This is your Cyber Sentinel: Beijing Watch podcast.
Listeners, it’s Ting here on Cyber Sentinel: Beijing Watch, and wow, this week’s Chinese cyber activity was like a Typhoon—literally and figuratively. If you’re picturing a couple of script kiddies poking around, forget it. Beijing’s state-linked ‘Typhoon’ operations have gone full spectrum, and the McCrary Institute’s latest “Code Red” report is practically bedtime reading for anyone responsible for US critical infrastructure. I’m talking energy, water, telecom, transport, and healthcare—all on the digital chopping block, all under intensifying siege.
Let’s start with the big baddies: Volt Typhoon has been busy nosing into industrial control systems and SCADA networks for US energy providers. The tactics? Quiet, persistent access, the kind that can let the PRC pull the plug whenever the mood strikes. Imagine Russia’s Ukraine grid takedown in 2015, but across multiple US states, impacting everything from power to hospitals to military logistics. Even a temporary outage could be a disaster during a crisis, and that’s clearly the intent—preposition capabilities for maximum leverage.

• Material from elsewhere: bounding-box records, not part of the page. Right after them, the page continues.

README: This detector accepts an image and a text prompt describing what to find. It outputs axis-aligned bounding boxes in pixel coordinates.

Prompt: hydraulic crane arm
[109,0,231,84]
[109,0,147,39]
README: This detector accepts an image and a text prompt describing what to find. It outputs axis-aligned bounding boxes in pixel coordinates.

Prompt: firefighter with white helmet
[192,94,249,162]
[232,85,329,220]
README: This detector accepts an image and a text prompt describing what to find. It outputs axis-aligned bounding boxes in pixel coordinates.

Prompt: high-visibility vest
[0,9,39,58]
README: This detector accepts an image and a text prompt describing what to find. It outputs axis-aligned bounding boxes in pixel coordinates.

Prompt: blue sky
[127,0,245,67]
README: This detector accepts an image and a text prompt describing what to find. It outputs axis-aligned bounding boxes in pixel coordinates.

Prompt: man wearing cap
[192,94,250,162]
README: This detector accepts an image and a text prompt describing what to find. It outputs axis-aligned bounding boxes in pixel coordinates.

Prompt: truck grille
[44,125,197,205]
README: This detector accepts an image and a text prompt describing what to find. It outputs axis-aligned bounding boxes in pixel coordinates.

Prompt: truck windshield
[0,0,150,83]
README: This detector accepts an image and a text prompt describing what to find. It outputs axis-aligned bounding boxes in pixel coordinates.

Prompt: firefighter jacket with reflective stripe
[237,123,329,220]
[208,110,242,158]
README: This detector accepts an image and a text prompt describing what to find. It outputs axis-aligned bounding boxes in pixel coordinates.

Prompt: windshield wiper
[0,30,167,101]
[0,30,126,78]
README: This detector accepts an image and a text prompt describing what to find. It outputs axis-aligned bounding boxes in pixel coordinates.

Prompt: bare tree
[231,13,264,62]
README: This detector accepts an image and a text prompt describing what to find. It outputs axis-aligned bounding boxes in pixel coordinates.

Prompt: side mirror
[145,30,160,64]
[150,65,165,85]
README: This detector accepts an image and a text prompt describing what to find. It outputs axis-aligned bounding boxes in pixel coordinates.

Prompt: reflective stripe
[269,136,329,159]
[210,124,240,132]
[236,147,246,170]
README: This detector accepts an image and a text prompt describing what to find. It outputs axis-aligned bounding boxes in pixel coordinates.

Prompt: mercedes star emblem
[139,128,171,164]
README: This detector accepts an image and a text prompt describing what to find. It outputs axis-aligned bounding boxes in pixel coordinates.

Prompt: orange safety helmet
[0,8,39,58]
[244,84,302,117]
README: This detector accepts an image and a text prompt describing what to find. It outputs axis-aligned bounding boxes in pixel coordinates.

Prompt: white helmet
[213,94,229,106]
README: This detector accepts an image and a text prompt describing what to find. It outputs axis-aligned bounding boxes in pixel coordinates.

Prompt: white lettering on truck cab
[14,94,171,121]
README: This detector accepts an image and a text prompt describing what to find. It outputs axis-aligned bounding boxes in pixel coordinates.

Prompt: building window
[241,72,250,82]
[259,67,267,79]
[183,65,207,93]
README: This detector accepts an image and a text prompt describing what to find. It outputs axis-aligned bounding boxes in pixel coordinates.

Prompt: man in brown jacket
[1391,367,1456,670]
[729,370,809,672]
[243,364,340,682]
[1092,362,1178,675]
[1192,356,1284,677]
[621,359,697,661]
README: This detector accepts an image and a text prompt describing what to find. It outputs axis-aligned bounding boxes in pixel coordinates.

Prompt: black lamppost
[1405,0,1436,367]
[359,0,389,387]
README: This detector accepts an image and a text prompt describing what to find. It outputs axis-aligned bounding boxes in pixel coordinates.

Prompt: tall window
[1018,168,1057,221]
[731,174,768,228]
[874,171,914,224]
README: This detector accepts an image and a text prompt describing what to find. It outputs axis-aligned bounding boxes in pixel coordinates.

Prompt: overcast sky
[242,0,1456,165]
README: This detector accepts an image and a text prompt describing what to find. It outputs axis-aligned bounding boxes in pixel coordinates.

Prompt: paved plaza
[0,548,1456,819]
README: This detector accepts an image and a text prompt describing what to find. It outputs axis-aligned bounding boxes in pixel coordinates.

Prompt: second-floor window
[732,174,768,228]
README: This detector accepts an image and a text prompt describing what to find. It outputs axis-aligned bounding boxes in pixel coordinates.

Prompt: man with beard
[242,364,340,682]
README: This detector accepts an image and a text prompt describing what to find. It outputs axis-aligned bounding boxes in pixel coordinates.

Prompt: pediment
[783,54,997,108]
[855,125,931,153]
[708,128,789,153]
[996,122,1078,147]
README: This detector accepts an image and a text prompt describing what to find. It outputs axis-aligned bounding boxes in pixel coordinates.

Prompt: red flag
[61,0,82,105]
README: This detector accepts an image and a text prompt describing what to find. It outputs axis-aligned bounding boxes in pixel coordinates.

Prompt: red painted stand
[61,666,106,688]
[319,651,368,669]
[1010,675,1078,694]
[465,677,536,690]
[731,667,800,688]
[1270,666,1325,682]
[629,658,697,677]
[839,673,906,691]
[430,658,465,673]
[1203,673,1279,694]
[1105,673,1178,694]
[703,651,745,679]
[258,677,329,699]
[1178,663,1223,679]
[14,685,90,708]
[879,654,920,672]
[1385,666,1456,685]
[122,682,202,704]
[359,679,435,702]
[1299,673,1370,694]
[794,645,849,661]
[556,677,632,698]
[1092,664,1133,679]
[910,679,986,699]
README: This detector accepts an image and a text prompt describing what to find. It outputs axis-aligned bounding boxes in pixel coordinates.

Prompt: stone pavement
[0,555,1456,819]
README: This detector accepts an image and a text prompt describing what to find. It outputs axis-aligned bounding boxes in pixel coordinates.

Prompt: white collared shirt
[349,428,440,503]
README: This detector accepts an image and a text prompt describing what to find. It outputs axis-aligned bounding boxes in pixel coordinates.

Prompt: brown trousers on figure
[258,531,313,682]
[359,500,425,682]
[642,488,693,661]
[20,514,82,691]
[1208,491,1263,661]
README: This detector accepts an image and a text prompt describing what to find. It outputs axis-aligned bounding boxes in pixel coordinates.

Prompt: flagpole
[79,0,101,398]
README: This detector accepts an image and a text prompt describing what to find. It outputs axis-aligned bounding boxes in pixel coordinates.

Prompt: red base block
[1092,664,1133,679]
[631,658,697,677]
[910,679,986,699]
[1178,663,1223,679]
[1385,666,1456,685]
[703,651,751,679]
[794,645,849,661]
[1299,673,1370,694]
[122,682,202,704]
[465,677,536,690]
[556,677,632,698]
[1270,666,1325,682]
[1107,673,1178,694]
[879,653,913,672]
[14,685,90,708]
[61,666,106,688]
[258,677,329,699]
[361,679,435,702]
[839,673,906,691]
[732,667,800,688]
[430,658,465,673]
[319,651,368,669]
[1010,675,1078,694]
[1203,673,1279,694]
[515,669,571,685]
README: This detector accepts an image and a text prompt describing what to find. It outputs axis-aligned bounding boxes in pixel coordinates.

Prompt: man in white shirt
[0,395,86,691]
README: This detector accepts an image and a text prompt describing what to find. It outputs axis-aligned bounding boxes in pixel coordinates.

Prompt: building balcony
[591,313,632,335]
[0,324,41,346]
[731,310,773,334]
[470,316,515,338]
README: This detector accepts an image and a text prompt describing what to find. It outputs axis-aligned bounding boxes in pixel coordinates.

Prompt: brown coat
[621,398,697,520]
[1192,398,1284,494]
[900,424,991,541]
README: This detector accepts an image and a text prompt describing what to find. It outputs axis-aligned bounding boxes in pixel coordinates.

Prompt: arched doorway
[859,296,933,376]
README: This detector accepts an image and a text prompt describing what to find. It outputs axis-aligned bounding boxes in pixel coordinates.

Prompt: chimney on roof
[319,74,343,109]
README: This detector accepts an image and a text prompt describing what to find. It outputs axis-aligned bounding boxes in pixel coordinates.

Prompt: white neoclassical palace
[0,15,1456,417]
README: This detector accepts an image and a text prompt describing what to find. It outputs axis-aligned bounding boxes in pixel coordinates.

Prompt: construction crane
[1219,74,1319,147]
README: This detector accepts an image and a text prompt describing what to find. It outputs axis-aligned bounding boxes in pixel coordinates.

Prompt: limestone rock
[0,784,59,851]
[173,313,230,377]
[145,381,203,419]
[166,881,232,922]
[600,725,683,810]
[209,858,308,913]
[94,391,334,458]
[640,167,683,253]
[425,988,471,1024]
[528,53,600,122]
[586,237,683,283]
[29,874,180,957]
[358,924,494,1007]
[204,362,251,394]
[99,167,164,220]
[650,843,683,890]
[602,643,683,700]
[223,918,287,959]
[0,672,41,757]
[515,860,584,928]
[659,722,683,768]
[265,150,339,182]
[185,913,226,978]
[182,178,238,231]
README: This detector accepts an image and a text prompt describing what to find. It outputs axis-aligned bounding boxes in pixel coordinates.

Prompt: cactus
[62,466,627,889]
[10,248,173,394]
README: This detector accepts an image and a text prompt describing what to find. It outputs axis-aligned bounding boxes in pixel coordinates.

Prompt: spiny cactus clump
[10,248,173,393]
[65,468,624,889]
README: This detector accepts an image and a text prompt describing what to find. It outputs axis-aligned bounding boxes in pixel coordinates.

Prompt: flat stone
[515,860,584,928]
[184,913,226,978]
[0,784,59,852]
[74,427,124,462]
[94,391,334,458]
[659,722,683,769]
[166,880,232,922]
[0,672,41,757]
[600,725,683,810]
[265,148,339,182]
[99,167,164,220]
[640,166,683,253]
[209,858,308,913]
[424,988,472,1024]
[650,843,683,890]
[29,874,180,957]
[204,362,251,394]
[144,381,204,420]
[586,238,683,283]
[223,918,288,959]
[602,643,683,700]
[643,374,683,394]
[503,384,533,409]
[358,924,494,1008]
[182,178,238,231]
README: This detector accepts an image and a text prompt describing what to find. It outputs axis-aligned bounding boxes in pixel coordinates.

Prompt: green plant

Meanwhile, the Salt Typhoon crew did some deep dives on US telecom, proving they could sneak into the likes of Verizon and AT&T to surveil call records, snatch geolocation data, and maybe even peek at law enforcement intercepts. Ribbon Communications—a major US provider—just disclosed a China-linked breach that, while financially contained, shows these actors can persist for months, undetected, pilfering sensitive files from endpoints in ways that blur traditional security perimeters.
Transportation? Beijing knows that disruption here throws logistical wrenches at scale. The mere threat of airport system hacks or interference at maritime chokepoints like the Port of Los Angeles could stall military deployments, cripple supply lines, and send shipping rates through the stratosphere. For healthcare, those same Typhoon actors see our hospitals as not just soft targets, but strategic pressure points—ransomware in a crisis could mean lives lost and public panic amplified.
Let’s talk tactics. Spear phishing remains king—this month, European diplomats got stung when UNC6384 (part of the infamous Mustang Panda family) deployed PlugX RAT, exploiting a Windows shortcut vulnerability, CVE-2025-9491, for stealth remote access. They weaponized an unpatched flaw, leveraged old but trusted Canon binaries for side-loading, and used convincing conference PDFs to lure their prey. These folks are fast—rolling out weaponized exploits just months after public disclosure, and bundling them in multi-stage payloads that demonstrate serious R&D investment.
Strategically, China prefers obscurity—using third-party cutouts and legal gray zones to delay attribution, as seen in the long dwell times like the Ribbon breach. US and allied countermeasures—joint advisories, sanctions, even indictments—raise costs but haven’t changed Beijing’s behavior. The international legal toolkit? Still lagging, since the Tallinn Manual remains non-binding and China keeps pushing state sovereignty online.
So what should we do? The McCrary Institute suggests it’s time to think beyond band-aid advisories. We need to build infrastructure resilience—think segmentation, industrial protocol hardening, disciplined patching (looking at you, VMware admins—patch those CVE-2025-41244 flaws now), and a “defend forward” strategy as per US Cyber Command to disrupt attacks before they hit stateside. And, crucially, harmonize legal frameworks across allies. Sanctions and attributions work best when we’re all in, all at once.
The bottom line is chilling. Typhoon actors want access everywhere, not just for espionage, but for maximal disruption at a time and place of Beijing’s choosing. The goal is to hold US lifelines hostage in any future gray zone or hot conflict. For security pros, it’s not just about catching intrusions; it’s about rethinking resilience, forging coalitions, and outpacing Beijing’s playbook—not just this week, but every week from here out.